Furlough ends at the end of this month, while the two-month notice period landlords had to provide tenants to leave returns on October 1.
"We are seeing an increase in cases being listed by social landlords, and I've no reason to think that trend won't increase," she said.
"We have also seen private tenants that ordinarily we wouldn't have seen in court at all, with very high arrears impacted by the pandemic, for example people running their own businesses, whose income decreased to the extent they couldn't keep up with rent payments or in some cases couldn't pay any rent at all.
"People are being made homeless at a time when they don't necessarily have the capital funds to be able to put a deposit down elsewhere, and start again."
One case she is dealing with at present involves a single mother-of-two from Hackney with £6,000 in rent arrears, whose childcare work dried up during the lockdown.

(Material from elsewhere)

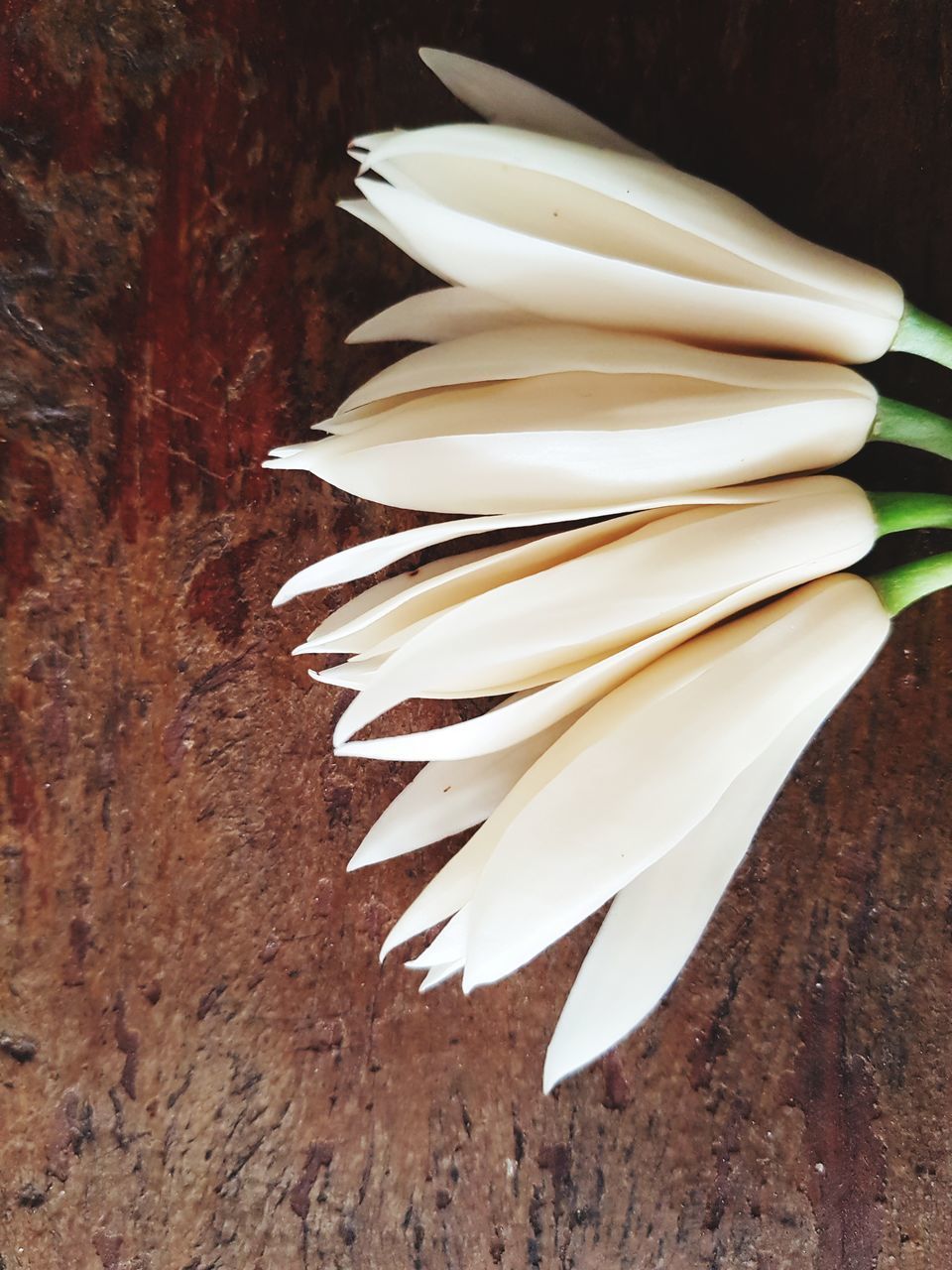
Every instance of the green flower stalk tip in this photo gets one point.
(900, 587)
(896, 513)
(911, 426)
(924, 335)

Her housing association was relying on ground 8.
"When I saw her down at court two months ago the housing association's representative was adamant he was going to go into court and seek an outright possession order," she said.
"However her home is in disrepair and I was able to take that up as a counterclaim, and prevent a possession order being made.

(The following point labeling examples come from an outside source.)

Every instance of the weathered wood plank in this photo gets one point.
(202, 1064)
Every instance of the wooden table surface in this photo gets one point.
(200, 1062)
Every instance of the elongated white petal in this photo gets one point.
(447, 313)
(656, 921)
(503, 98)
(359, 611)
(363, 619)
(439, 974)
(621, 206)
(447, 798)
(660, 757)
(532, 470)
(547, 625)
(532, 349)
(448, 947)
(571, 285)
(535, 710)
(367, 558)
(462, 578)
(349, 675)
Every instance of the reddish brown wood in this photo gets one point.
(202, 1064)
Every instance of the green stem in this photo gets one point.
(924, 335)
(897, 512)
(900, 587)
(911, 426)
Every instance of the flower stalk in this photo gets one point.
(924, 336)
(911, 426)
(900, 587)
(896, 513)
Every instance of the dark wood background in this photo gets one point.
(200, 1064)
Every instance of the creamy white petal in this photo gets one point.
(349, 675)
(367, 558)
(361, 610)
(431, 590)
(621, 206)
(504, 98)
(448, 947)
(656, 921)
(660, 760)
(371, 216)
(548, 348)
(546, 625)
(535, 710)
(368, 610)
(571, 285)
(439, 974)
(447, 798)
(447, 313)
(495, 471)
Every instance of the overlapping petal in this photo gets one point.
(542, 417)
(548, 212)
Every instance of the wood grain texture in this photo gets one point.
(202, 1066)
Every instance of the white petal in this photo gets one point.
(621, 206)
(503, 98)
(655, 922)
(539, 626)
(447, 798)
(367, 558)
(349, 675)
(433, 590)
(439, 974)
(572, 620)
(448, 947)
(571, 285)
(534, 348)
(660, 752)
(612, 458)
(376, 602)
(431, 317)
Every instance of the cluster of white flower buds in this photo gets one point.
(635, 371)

"If it weren't for my intervention as duty solicitor the disrepair and counterclaim may not have come out in court and in the absence of that a possession order would have been made."
Section 21 “no fault” evictions were seen in 20pc of the cases we witnessed, where landlords do not need to give a specific reason for repossession.
Although the Conservative party pledged to abolish “no fault” evictions in its 2019 manifesto, no changes have yet been made – although a government spokesperson said it is due to appear in the Renters’ Reform Bill.
They added: “Our £352 billion support package has helped renters throughout the pandemic and prevented a build-up of rent arrears.
"We also took unprecedented action to help keep people in their homes by extending notice periods and pausing evictions at the height of the pandemic.
“As the economy reopens it is right that these measures are now being lifted and we are delivering a fairer and more effective private rental sector that works for both landlords and tenants."